Former New Brunswick premier Frank McKenna’s family donated $1 million, and a list of others made up the other $4 million, including the LR Wilson Foundation, John and Judy Bragg, Bea Crawford and family, Margaret McCain, TD Bank, David and Betty-Jo Booth, and Brookfield Asset Management.

When journalist Bruce Wark asked to see the donor agreement between the school and its benefactors, Mount Allison spokesperson Laura Dillman told him the agreement is considered a private document.

James Turk, director of Ryerson University’s Centre for Free Expression, says that’s just not right.

Turk is a strong advocate for making university donors’ agreements public.

“I think it’s totally inappropriate for Mount Allison University to fail to disclose to the university community and the public the terms of a donor agreement that could have an impact on the academic program and nature of the university,” says Turk. “Mount Allison is a public university and needs to be transparent in these matters as many other universities are.”

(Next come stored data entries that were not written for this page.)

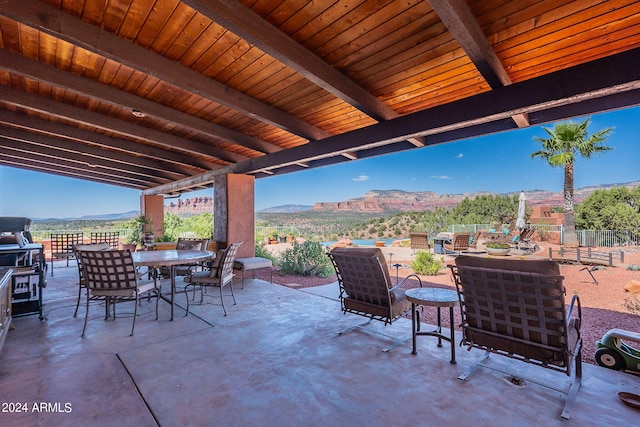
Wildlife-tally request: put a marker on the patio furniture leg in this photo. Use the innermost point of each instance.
(575, 387)
(86, 316)
(78, 302)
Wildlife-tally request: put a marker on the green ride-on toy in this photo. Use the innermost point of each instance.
(613, 353)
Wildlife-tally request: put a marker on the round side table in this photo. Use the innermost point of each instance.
(433, 297)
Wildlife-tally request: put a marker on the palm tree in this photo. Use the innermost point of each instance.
(566, 141)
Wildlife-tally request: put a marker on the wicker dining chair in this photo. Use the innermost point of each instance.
(366, 288)
(111, 276)
(516, 308)
(81, 279)
(220, 275)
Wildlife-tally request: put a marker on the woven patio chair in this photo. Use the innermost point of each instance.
(459, 243)
(419, 241)
(516, 308)
(62, 246)
(81, 279)
(110, 276)
(220, 275)
(366, 288)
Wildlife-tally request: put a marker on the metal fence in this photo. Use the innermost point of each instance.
(586, 238)
(608, 238)
(40, 235)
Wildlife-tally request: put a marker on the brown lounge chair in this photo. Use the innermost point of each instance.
(516, 308)
(459, 243)
(366, 288)
(419, 241)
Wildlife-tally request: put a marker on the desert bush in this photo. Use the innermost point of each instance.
(262, 252)
(306, 259)
(426, 264)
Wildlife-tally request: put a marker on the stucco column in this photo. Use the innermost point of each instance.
(234, 216)
(152, 208)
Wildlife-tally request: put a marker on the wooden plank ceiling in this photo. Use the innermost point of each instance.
(164, 95)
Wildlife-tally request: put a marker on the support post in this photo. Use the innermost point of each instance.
(234, 211)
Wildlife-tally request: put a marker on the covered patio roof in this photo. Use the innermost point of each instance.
(162, 96)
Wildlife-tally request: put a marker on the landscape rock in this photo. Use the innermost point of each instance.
(633, 286)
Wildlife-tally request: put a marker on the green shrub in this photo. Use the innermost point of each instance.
(426, 264)
(306, 259)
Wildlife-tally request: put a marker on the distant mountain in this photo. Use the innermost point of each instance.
(285, 209)
(391, 201)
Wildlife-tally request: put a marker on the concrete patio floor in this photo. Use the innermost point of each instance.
(274, 360)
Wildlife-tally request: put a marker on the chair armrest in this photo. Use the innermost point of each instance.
(404, 280)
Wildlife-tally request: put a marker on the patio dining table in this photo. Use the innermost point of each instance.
(171, 258)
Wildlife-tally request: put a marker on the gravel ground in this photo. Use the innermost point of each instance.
(604, 304)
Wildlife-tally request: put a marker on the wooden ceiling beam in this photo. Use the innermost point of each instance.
(457, 17)
(246, 24)
(55, 22)
(47, 159)
(611, 76)
(29, 163)
(149, 157)
(93, 157)
(109, 124)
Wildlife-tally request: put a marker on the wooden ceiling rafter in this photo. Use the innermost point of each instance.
(149, 157)
(458, 18)
(77, 32)
(273, 87)
(613, 76)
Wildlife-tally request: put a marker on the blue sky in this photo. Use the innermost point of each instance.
(498, 163)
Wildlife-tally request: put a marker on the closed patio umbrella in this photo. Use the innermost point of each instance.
(521, 211)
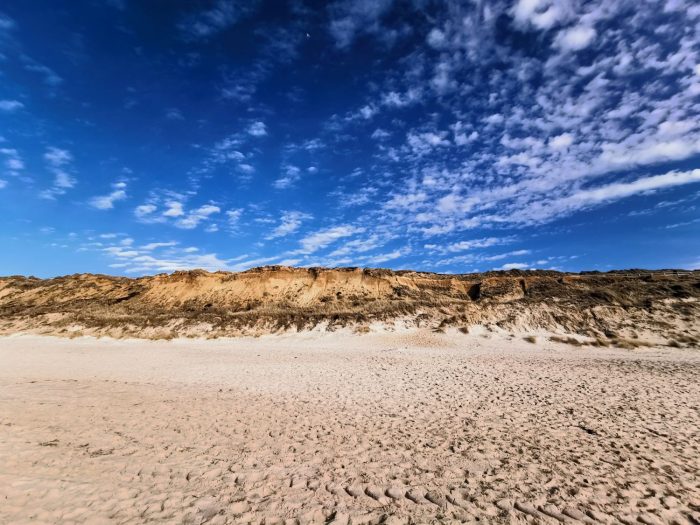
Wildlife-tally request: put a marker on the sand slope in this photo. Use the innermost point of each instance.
(402, 428)
(614, 308)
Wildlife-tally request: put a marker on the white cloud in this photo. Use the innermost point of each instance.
(57, 157)
(291, 175)
(58, 162)
(173, 209)
(257, 129)
(562, 141)
(352, 17)
(223, 14)
(424, 143)
(290, 222)
(542, 14)
(323, 238)
(174, 114)
(106, 202)
(514, 266)
(575, 38)
(145, 211)
(157, 245)
(10, 105)
(193, 218)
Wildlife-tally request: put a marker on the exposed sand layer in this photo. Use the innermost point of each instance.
(624, 309)
(402, 428)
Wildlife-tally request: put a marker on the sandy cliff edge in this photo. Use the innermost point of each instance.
(627, 308)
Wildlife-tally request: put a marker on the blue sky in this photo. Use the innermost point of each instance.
(146, 137)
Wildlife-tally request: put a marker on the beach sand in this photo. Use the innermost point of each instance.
(410, 427)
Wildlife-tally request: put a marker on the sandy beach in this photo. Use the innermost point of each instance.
(410, 427)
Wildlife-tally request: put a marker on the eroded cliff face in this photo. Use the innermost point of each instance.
(615, 307)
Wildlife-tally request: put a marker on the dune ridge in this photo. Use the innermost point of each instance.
(620, 308)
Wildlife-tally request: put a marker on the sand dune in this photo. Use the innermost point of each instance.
(409, 427)
(619, 308)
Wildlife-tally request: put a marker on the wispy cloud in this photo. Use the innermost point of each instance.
(106, 202)
(221, 15)
(10, 106)
(58, 162)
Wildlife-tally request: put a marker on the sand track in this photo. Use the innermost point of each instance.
(346, 429)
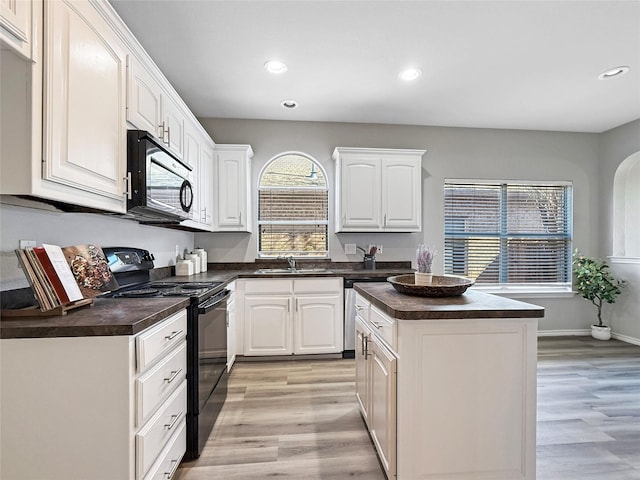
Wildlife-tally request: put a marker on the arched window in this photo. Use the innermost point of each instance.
(293, 208)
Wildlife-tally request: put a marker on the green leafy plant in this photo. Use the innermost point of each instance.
(595, 282)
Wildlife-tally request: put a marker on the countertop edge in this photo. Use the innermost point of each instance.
(467, 306)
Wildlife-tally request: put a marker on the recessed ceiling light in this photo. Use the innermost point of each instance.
(614, 72)
(275, 66)
(410, 74)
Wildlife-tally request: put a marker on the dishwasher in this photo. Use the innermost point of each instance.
(349, 350)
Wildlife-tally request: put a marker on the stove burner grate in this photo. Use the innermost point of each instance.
(143, 292)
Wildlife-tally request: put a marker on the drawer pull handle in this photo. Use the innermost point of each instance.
(173, 334)
(174, 374)
(173, 422)
(169, 475)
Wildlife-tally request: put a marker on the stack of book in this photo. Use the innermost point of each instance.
(62, 277)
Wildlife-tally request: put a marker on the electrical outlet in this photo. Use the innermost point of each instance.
(27, 244)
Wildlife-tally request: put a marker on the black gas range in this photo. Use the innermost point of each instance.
(206, 335)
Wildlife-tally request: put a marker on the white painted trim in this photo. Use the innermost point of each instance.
(563, 333)
(630, 260)
(625, 338)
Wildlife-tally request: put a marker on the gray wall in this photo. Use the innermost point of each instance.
(615, 147)
(451, 153)
(588, 160)
(58, 228)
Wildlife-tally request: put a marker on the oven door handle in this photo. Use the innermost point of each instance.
(209, 305)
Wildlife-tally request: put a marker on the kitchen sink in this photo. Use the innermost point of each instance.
(292, 270)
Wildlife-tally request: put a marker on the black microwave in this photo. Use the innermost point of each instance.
(159, 189)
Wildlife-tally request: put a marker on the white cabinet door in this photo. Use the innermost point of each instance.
(206, 186)
(15, 23)
(267, 325)
(378, 190)
(362, 369)
(401, 182)
(360, 194)
(172, 127)
(318, 324)
(143, 97)
(84, 104)
(233, 212)
(231, 331)
(382, 423)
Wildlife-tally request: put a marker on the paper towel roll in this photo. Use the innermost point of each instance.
(195, 258)
(203, 258)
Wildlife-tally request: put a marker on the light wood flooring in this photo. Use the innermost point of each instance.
(299, 419)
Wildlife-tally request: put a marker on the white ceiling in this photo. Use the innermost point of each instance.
(490, 64)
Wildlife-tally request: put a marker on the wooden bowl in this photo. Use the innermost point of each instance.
(441, 285)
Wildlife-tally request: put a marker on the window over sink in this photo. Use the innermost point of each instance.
(293, 208)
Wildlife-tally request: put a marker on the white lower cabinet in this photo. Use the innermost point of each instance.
(73, 407)
(376, 389)
(467, 390)
(285, 317)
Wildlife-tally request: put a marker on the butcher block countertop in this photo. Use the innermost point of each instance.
(107, 316)
(472, 304)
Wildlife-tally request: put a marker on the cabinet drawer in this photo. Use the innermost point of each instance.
(384, 326)
(268, 286)
(317, 285)
(154, 342)
(167, 464)
(154, 386)
(363, 307)
(155, 435)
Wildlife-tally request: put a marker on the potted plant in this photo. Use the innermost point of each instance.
(596, 283)
(424, 259)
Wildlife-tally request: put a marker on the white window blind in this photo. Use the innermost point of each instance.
(293, 208)
(508, 233)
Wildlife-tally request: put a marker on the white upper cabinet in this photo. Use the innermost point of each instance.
(84, 103)
(198, 154)
(378, 190)
(15, 24)
(233, 205)
(143, 98)
(172, 126)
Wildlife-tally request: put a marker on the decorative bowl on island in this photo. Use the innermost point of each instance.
(440, 286)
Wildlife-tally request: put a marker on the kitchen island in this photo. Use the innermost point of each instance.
(447, 386)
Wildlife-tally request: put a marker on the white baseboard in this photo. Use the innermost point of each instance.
(585, 332)
(563, 333)
(625, 338)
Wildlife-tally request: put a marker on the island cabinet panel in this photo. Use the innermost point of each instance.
(447, 387)
(468, 395)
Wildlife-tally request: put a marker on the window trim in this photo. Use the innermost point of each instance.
(540, 290)
(326, 189)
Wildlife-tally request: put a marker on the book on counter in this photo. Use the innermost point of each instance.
(60, 276)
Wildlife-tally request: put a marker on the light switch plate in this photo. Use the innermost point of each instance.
(27, 244)
(350, 249)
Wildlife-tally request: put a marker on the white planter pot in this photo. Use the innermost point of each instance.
(600, 333)
(423, 278)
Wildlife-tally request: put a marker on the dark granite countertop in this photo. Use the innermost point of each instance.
(129, 316)
(472, 304)
(106, 317)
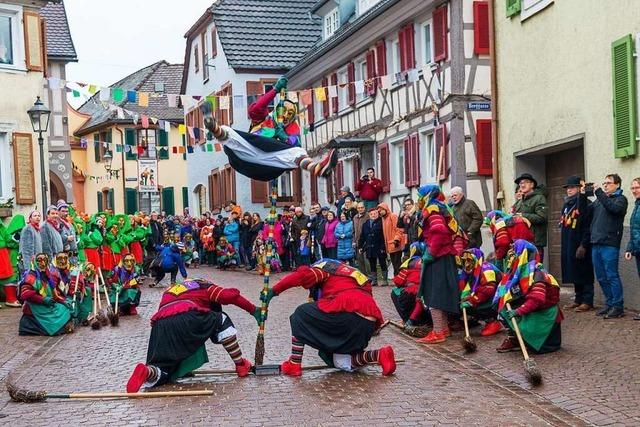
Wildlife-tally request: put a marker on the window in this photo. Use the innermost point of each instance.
(331, 23)
(147, 140)
(343, 89)
(427, 43)
(361, 74)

Turk gives the example of the University of Toronto, which has agreed to make the terms of agreements on donations over $250,000 available to the public for the last 20 years.

“There’s absolutely nothing wrong with a university–especially when it’s being underfunded by provincial governments–to accept donations from corporations or donors, or whomever else,” says Turk.

But there is a key proviso, he says. The university must ensure that it doesn’t compromise its academic integrity. “That is, that it doesn’t allow the donor to have any voice over any aspect of the academic program or research that the donation is funding.”

And that’s why transparent donor agreements are so important, he says. “The only way to know whether a donation is acceptable or not, is to read the fine print in the contract with the donor. And if universities are not prepared to make that donor agreement available, it makes me, for one, immediately suspicious that there’s something in the agreement that the university doesn’t want the public to know. Otherwise why would they deny access to it?”

When James Turk served as executive director of the Canadian Association of University Teachers (CAUT) in 2013, he compiled a comprehensive report on university collaborations with donors called Open for Business: On What Terms?

Turk says the key to donor agreements is that universities maintain complete control over decision making with regard to what they do with the money they are given.

“If it’s simply the naming, if they’re giving this money so that the school is named after McKenna, and there’s nothing more, well, that’s fine. If that’s all it is, why not make that clear? Why not share the agreement?” asks Turk.

“But if it’s giving the donors any say over who’s hired to teach in the school, what the programs of the school will be, what graduate students will be admitted, who the director will be, how the school conducts itself… If the donors are given any say whatsoever on any of those matters, it’s entirely inappropriate.”